Identifying the causal direction between two variables has long been an important but challenging task for causal inference. Existing work proposes to distinguish whether $X\rightarrow Y$ or $Y \rightarrow X$ by setting up an input-output learning task using the two variables, since causal and anticausal learning have different performances under semi-supervised learning and domain shift. This approach works for many task-specific models trained on the input-output pairs. However, with the rise of general-purpose large language models (LLMs), there are various challenges posed to this previous task-specific learning approach, since continued training of LLMs is less likely to be affordable for university labs, and LLMs are no longer trained on specific input-output pairs. In this work, we propose a new paradigm to distinguish cause from effect using LLMs. Specifically, we conduct post-hoc analysis using natural language prompts that describe different possible causal stories behind the $X$, $Y$ pairs, and test their zero-shot performance. Through the experiments, we show that the natural language prompts that describe the same causal story as the ground-truth data generating direction achieve the highest zero-shot performance, with 2% margin over anticausal prompts.

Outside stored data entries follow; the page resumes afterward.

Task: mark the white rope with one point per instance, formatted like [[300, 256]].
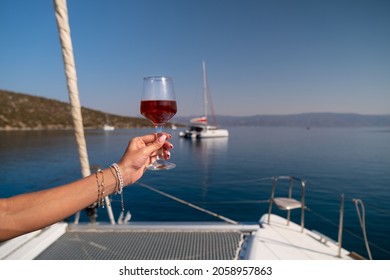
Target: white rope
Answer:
[[362, 221], [71, 78], [61, 12]]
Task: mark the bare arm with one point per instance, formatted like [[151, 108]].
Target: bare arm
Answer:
[[28, 212]]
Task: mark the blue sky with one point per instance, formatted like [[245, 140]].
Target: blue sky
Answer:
[[263, 56]]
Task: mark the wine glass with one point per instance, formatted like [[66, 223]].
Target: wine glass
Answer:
[[158, 104]]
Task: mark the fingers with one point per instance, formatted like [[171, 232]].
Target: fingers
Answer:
[[149, 138], [156, 144]]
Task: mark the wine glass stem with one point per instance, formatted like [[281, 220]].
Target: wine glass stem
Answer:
[[160, 152]]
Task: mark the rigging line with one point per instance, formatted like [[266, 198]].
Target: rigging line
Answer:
[[362, 221], [188, 204]]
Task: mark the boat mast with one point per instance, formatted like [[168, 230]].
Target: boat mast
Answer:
[[205, 92], [61, 12]]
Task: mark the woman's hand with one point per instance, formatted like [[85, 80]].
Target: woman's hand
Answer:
[[141, 152]]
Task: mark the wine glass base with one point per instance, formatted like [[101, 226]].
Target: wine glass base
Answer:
[[161, 166]]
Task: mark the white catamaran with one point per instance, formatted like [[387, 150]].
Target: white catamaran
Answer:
[[272, 237]]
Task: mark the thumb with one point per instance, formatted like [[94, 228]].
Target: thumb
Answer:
[[156, 145]]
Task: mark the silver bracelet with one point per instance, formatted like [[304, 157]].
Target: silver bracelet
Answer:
[[120, 178]]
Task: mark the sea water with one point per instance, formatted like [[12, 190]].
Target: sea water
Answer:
[[228, 176]]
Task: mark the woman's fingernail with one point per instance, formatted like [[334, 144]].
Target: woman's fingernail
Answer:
[[162, 138]]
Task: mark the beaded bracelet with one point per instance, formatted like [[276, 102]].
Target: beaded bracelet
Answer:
[[119, 183], [100, 199], [120, 178]]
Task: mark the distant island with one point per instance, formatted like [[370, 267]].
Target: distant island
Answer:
[[19, 111]]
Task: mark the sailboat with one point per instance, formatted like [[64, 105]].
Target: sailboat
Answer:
[[107, 126], [200, 127]]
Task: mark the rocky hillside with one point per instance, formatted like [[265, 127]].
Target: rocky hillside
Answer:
[[22, 111]]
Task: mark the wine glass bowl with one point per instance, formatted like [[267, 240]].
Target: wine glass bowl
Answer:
[[158, 104]]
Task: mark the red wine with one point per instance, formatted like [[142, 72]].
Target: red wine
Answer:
[[158, 111]]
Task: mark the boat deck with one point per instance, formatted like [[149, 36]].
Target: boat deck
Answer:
[[173, 241]]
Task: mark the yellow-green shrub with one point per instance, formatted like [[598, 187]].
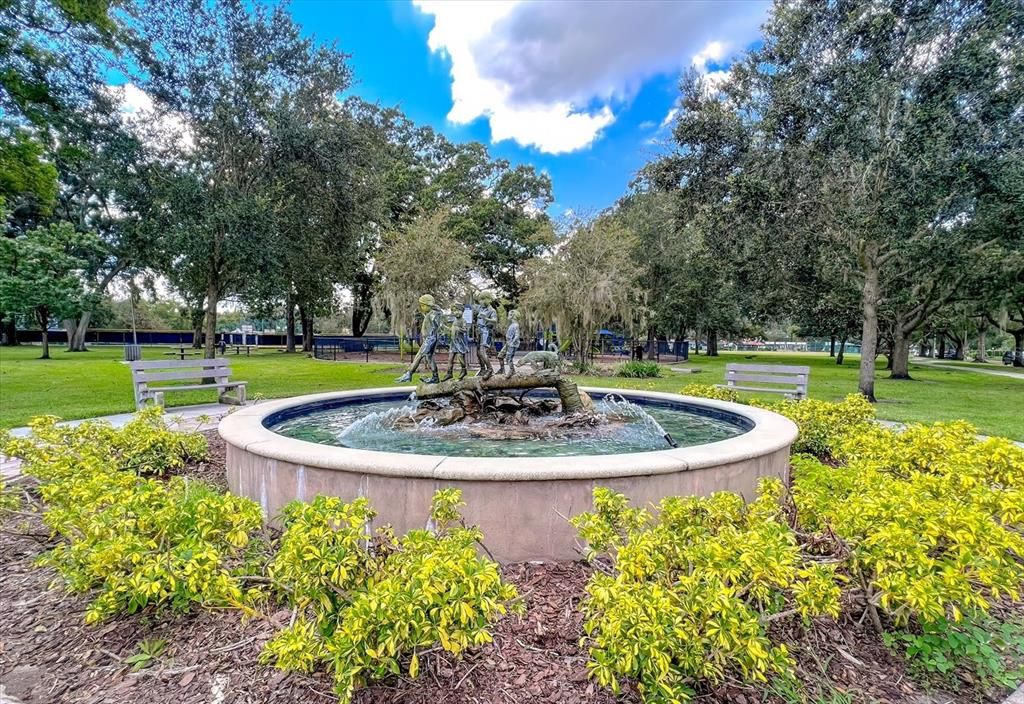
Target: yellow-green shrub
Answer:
[[824, 425], [143, 445], [365, 604], [134, 541], [710, 391], [687, 594], [933, 518]]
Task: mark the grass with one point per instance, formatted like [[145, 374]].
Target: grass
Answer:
[[97, 383]]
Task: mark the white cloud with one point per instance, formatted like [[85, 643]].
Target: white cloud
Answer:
[[551, 75], [713, 52], [159, 128]]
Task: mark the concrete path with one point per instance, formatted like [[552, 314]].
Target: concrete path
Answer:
[[926, 361], [186, 419]]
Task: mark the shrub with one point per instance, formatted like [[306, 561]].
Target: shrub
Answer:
[[364, 605], [144, 445], [687, 595], [134, 541], [639, 369], [983, 645], [710, 391], [932, 518], [824, 425]]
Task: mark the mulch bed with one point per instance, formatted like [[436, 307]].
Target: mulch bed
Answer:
[[47, 655]]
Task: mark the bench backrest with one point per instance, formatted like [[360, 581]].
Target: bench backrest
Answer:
[[783, 375], [179, 370]]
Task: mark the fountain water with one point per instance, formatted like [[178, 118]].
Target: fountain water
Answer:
[[521, 467]]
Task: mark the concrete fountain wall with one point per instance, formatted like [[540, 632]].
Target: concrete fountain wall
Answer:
[[518, 502]]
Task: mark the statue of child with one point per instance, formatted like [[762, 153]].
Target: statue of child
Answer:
[[433, 317], [511, 344], [460, 343]]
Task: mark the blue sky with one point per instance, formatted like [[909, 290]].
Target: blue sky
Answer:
[[580, 90]]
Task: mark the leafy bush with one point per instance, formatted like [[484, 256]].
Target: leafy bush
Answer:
[[983, 645], [933, 519], [824, 425], [136, 541], [364, 604], [639, 369], [687, 595], [710, 391], [144, 445]]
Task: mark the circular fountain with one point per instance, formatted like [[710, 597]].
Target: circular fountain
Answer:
[[520, 479]]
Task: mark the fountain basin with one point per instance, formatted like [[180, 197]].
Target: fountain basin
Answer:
[[520, 503]]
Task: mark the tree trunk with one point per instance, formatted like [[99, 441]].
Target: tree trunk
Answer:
[[712, 342], [958, 351], [307, 328], [651, 349], [198, 314], [77, 331], [869, 335], [900, 355], [981, 356], [212, 298], [43, 317], [8, 337], [289, 324], [70, 327], [363, 308]]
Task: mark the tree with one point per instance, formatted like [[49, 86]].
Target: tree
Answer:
[[41, 273], [218, 208], [875, 132], [51, 52], [589, 279], [421, 259], [896, 110]]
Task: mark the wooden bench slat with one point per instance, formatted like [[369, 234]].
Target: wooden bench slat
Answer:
[[754, 388], [142, 376], [779, 368], [179, 363], [792, 380], [769, 379], [193, 387], [145, 372]]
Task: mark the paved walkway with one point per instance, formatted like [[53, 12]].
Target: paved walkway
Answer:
[[975, 369], [185, 419]]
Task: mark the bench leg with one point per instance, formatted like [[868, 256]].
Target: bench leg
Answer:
[[238, 399]]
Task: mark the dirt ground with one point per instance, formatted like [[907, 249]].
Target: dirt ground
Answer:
[[47, 655]]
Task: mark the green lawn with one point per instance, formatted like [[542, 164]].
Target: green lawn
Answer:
[[96, 383]]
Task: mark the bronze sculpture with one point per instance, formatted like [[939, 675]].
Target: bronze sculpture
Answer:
[[429, 331], [511, 345], [484, 317], [459, 334]]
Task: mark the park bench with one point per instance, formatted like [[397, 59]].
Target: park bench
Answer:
[[201, 370], [790, 381]]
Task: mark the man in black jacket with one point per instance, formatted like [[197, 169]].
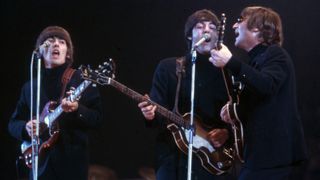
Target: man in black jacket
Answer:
[[210, 96], [68, 157], [274, 140]]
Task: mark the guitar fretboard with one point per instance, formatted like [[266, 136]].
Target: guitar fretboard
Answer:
[[51, 117], [138, 97]]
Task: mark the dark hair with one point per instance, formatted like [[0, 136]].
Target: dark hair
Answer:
[[196, 17], [57, 31], [267, 21]]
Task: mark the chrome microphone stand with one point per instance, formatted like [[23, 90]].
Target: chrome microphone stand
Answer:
[[35, 137], [191, 130]]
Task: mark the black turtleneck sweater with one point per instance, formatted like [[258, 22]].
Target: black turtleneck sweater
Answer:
[[68, 157], [210, 96]]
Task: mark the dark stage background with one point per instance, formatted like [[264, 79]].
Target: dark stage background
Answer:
[[137, 34]]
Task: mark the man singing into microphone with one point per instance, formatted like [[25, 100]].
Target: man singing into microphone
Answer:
[[68, 157], [210, 96]]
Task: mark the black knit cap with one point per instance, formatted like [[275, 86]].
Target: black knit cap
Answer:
[[59, 32], [199, 16]]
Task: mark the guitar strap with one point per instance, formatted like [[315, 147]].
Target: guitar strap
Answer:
[[67, 74], [180, 72]]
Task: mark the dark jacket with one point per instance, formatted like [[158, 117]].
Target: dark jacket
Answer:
[[210, 96], [268, 104], [68, 158]]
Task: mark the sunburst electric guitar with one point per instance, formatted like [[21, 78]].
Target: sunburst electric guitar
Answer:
[[215, 160], [233, 90]]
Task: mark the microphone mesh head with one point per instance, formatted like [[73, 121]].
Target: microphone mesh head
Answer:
[[207, 37]]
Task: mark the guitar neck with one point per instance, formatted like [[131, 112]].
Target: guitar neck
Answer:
[[51, 117], [139, 98]]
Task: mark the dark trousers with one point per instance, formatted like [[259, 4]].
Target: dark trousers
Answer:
[[281, 173]]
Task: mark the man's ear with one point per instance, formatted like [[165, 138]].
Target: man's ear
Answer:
[[256, 32]]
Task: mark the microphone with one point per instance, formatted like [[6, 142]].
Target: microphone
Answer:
[[206, 37], [43, 45]]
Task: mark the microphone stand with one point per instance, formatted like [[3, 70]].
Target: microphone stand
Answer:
[[35, 137], [191, 129]]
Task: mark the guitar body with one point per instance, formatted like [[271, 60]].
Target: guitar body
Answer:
[[50, 137], [215, 160]]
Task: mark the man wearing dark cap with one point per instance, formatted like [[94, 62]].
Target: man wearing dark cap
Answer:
[[210, 96], [67, 158]]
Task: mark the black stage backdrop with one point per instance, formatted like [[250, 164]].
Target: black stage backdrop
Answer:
[[137, 34]]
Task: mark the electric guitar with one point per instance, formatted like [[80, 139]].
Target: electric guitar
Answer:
[[48, 118], [233, 91], [215, 160]]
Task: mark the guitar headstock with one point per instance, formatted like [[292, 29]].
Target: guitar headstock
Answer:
[[221, 28], [101, 74]]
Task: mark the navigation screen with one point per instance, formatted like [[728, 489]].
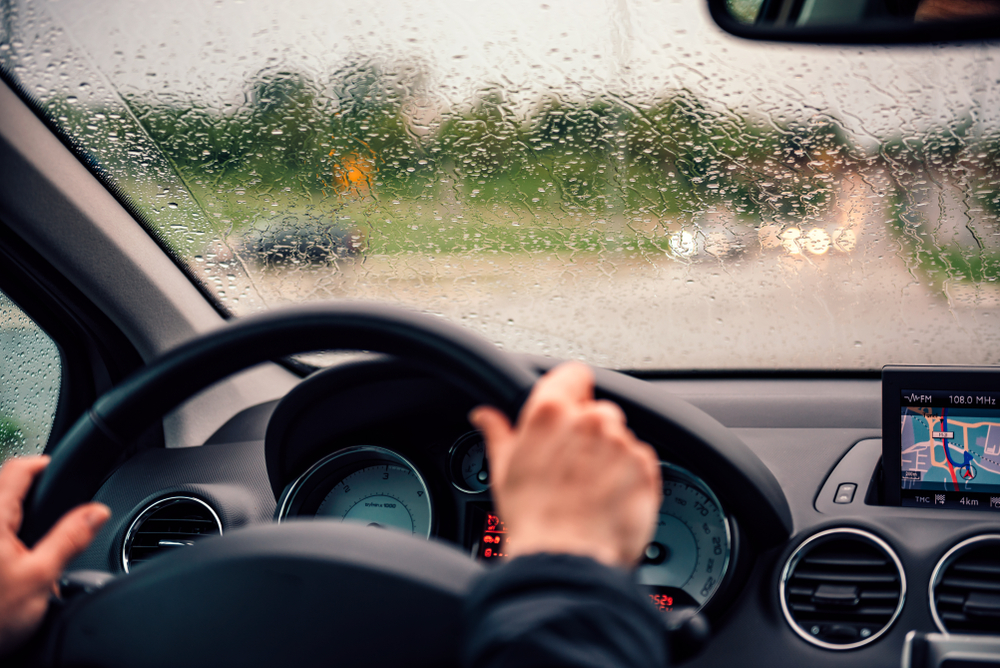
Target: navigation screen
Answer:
[[950, 449]]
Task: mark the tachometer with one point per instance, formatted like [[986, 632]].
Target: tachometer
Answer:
[[469, 468], [364, 484], [689, 555]]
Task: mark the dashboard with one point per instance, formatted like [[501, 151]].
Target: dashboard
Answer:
[[380, 442]]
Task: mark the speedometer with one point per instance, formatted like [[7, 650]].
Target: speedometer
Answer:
[[364, 484], [689, 556]]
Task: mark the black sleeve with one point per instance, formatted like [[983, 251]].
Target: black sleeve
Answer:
[[556, 610]]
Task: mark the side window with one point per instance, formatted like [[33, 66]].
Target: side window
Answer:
[[30, 378]]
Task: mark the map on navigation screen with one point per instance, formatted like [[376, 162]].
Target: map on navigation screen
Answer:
[[950, 449]]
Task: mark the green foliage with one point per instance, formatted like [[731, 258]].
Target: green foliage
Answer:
[[11, 437]]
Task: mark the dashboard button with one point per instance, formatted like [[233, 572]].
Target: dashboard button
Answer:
[[845, 493]]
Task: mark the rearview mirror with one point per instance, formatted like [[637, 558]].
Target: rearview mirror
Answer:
[[859, 21]]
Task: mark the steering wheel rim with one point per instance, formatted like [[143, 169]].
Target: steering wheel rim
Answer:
[[87, 452]]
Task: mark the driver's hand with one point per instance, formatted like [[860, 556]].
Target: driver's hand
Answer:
[[28, 577], [571, 477]]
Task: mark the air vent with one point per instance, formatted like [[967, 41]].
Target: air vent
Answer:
[[173, 522], [965, 587], [842, 588]]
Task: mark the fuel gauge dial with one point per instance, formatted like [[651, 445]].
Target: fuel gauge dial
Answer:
[[470, 471]]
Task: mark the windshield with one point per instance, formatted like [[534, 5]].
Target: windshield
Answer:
[[616, 181]]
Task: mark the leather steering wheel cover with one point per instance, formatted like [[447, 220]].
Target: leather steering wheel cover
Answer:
[[91, 447]]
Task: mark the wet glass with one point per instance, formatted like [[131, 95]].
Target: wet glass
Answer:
[[617, 181]]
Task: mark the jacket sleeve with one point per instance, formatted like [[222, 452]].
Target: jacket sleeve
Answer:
[[556, 610]]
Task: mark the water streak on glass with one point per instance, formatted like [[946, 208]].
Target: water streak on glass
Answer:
[[613, 181]]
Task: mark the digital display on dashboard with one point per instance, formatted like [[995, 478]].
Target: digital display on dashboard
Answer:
[[946, 454], [950, 448], [490, 545], [492, 539]]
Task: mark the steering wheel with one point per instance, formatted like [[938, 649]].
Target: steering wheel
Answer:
[[301, 592]]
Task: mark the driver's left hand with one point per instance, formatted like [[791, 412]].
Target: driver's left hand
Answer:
[[28, 576]]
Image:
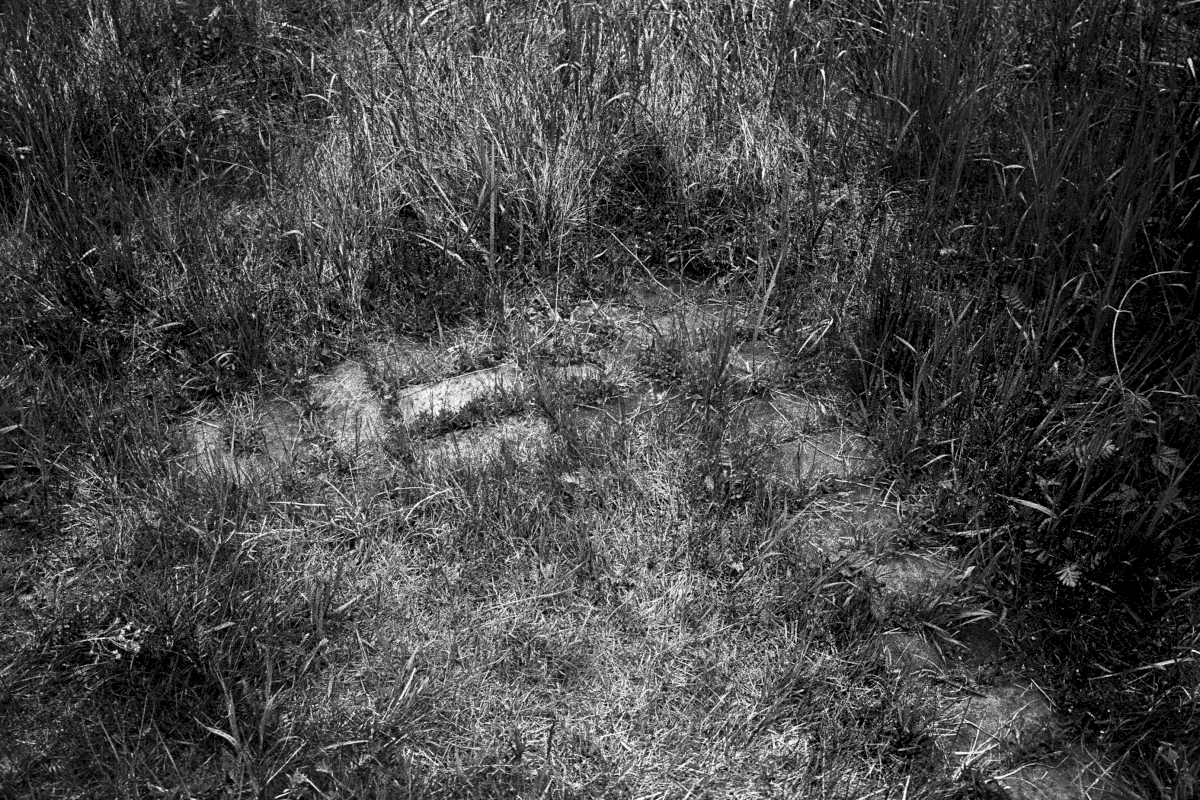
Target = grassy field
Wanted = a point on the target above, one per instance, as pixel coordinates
(961, 232)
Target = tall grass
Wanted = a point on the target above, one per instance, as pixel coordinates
(995, 198)
(1039, 358)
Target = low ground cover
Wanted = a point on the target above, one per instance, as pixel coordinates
(599, 400)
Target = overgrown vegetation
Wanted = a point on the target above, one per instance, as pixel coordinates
(978, 215)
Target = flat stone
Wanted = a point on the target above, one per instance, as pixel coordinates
(907, 653)
(840, 455)
(979, 642)
(453, 395)
(985, 729)
(911, 575)
(407, 362)
(523, 435)
(781, 416)
(849, 521)
(1079, 775)
(352, 414)
(259, 444)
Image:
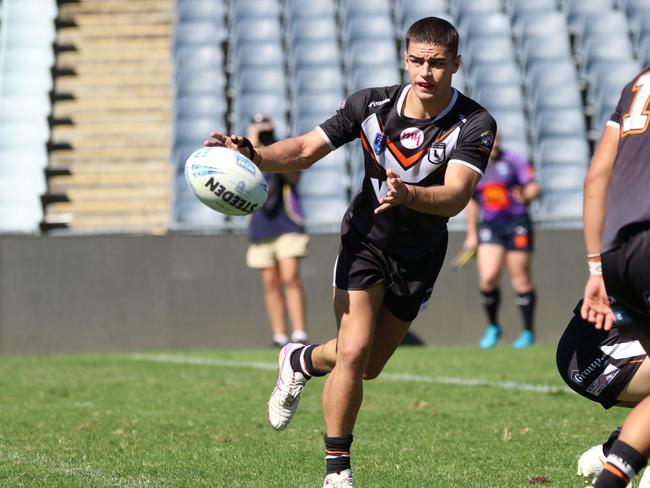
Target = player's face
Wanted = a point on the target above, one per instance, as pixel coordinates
(429, 67)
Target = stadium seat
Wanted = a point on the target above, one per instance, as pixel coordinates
(559, 122)
(562, 178)
(198, 33)
(328, 80)
(201, 82)
(308, 29)
(366, 28)
(352, 8)
(201, 10)
(561, 151)
(200, 106)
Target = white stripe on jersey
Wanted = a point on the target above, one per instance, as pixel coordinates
(622, 350)
(465, 163)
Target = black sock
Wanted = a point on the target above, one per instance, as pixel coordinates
(301, 361)
(491, 300)
(337, 453)
(607, 445)
(623, 462)
(527, 302)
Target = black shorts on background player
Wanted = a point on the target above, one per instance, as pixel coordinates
(597, 364)
(626, 271)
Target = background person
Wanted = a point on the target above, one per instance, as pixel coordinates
(499, 227)
(278, 243)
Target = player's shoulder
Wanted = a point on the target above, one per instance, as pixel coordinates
(373, 98)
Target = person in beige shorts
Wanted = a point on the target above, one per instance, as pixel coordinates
(278, 243)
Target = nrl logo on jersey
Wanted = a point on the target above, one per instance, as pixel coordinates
(437, 153)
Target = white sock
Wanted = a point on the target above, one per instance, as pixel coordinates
(298, 335)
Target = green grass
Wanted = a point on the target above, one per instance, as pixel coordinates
(113, 420)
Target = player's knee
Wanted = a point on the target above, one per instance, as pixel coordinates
(353, 358)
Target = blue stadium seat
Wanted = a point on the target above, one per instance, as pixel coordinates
(201, 82)
(307, 29)
(559, 122)
(561, 151)
(198, 58)
(329, 80)
(191, 107)
(203, 10)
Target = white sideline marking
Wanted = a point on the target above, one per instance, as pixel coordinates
(94, 476)
(445, 380)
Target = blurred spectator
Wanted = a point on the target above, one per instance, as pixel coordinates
(278, 242)
(504, 237)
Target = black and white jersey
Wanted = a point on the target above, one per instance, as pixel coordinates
(416, 150)
(628, 202)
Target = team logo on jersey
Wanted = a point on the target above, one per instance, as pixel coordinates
(437, 153)
(379, 146)
(487, 141)
(411, 138)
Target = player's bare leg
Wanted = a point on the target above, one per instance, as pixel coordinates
(295, 297)
(490, 259)
(274, 302)
(518, 263)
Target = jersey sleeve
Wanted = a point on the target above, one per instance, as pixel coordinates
(475, 141)
(345, 125)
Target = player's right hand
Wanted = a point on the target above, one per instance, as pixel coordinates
(595, 305)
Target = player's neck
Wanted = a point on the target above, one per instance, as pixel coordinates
(416, 108)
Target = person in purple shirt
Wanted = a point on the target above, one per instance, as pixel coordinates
(499, 228)
(278, 242)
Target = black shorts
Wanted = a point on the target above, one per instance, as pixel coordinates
(408, 283)
(597, 364)
(626, 271)
(514, 234)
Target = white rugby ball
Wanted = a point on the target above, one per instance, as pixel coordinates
(226, 181)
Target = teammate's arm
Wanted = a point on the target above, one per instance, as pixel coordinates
(447, 200)
(292, 154)
(595, 306)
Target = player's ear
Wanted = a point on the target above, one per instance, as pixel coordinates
(455, 64)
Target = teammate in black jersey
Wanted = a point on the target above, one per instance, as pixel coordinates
(425, 147)
(617, 235)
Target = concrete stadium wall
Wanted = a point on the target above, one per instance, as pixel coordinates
(142, 293)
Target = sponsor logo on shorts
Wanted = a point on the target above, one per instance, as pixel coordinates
(411, 138)
(597, 387)
(578, 376)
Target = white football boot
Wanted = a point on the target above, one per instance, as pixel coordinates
(590, 465)
(339, 480)
(285, 397)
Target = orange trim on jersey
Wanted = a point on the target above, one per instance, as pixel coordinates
(616, 472)
(405, 161)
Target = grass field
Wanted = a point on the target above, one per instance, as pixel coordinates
(437, 417)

We highlight that it will be an interesting direction to identify more causal relations using LLMs.
Code Structure
./dataset/
the code about split and augment the dataset
./eval/
evaluating the result
./model/
warping the model
./prompt/
the code about generate the prompt and warping prompt to the dataset
./run/
do the inference of gpt2 series model in the given dataset
./test/
test codes to the implementation of some modules
Some special remark
In this version, we use GPT3 API to manually generate the prompt and using text attack package to paraphrases the prompt and select the best one. We use the gpt2 series models with the default in the huggingface.
The origin code is run in the same folder, and to have a more clear structure, the code is split by their functions into 5 folders.